Disaster Recovery Planning Phases

This section outlines the disaster recovery planning phases. Note that the actual creation of the plan does not happen until step five. This is because the scope and objectives of the plan must be defined, then analysis of risk and possible solutions must be evaluated. Once all the research is complete, then the proper decisions can be made and the actual plan can be formed based on the resources available.
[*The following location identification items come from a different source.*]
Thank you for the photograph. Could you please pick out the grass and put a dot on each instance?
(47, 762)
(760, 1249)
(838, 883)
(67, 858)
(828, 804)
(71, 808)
1 Create a contingency planning policy statement

This part of the disaster recovery planning involves the creation of a project definition. A definition of what you are planning will help keep the disaster recovery planning on track since the objectives will be defined and understood. It will also provide for plan maintenance after the plan is completed and implemented. One of the things that should be defined here is what level of loss should be considered in the plan such as should the plan consider loss due to theft of confidential data. The loss may be severe depending on the type of business and the value of data that is at risk. The contingency planning policy statement defines:

  1. Objectives of the plan
  2. Roles and responsibilities of involved staff
  3. Functions of the organization to be covered by the contingency plan
  4. The systems covered by the contengency plan.
  5. Identify resources required to develop and maintain the plan.
  6. Define testing schedules for the plan
  7. Create a maintenance schedule for the plan
  8. Identify training requirements
  9. Determine backup frequency and locations where backup media will be stored in conjunction with the Backup policy.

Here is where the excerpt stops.